05/29/2026
Pig iron helps make the steel that holds modern construction together.
It is a critical input in the high-performance steel used in structural frames, transfer systems, outriggers, and other demanding building applications where strength, consistency, and long-term performance matter.
The quality of the steel depends on the quality of the feedstock behind it. Pig iron gives steelmakers the chemistry, purity, and consistency needed to produce stronger, more reliable steel for major construction projects.
One Vanderbilt in New York is a clear example.
Rising 1,401 feet above Midtown Manhattan, One Vanderbilt is a 93-story skyscraper with an observation deck on its top three floors. The tower uses about 26,000 tons of steel in its frame, created with an estimated 5,200 tons of pig iron.
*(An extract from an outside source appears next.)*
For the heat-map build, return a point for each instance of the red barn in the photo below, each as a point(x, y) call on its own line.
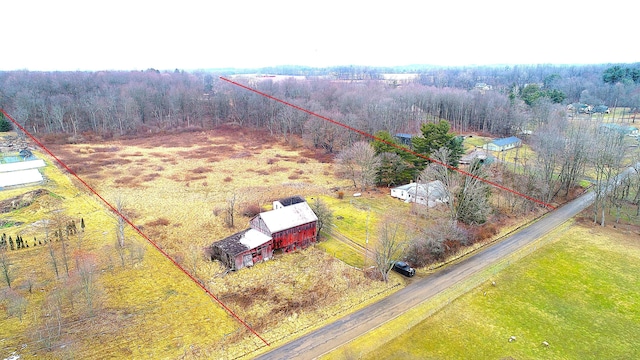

That steel does far more than hold up floors. It supports long spans, transfer systems, outriggers, trusses, and the structural frame that allows a tower of this scale to rise in a dense urban core. For that kind of performance, steelmakers need tighter chemistry control, and pig iron provides it.
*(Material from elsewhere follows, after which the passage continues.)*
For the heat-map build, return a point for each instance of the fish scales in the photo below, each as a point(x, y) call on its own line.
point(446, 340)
That is the scale of pig iron’s role in construction.
Pig iron is not visible once a building is complete, but it helps make possible the steel that holds up the towers shaping American cities. The United States still imports 100% of its merchant pig iron, even though this feedstock is essential to the high-grade steel used across construction, infrastructure, manufacturing, and defense.
North American Iron is working to change that by producing America First merchant pig iron and putting domestic resources to work for the U.S. steel industry.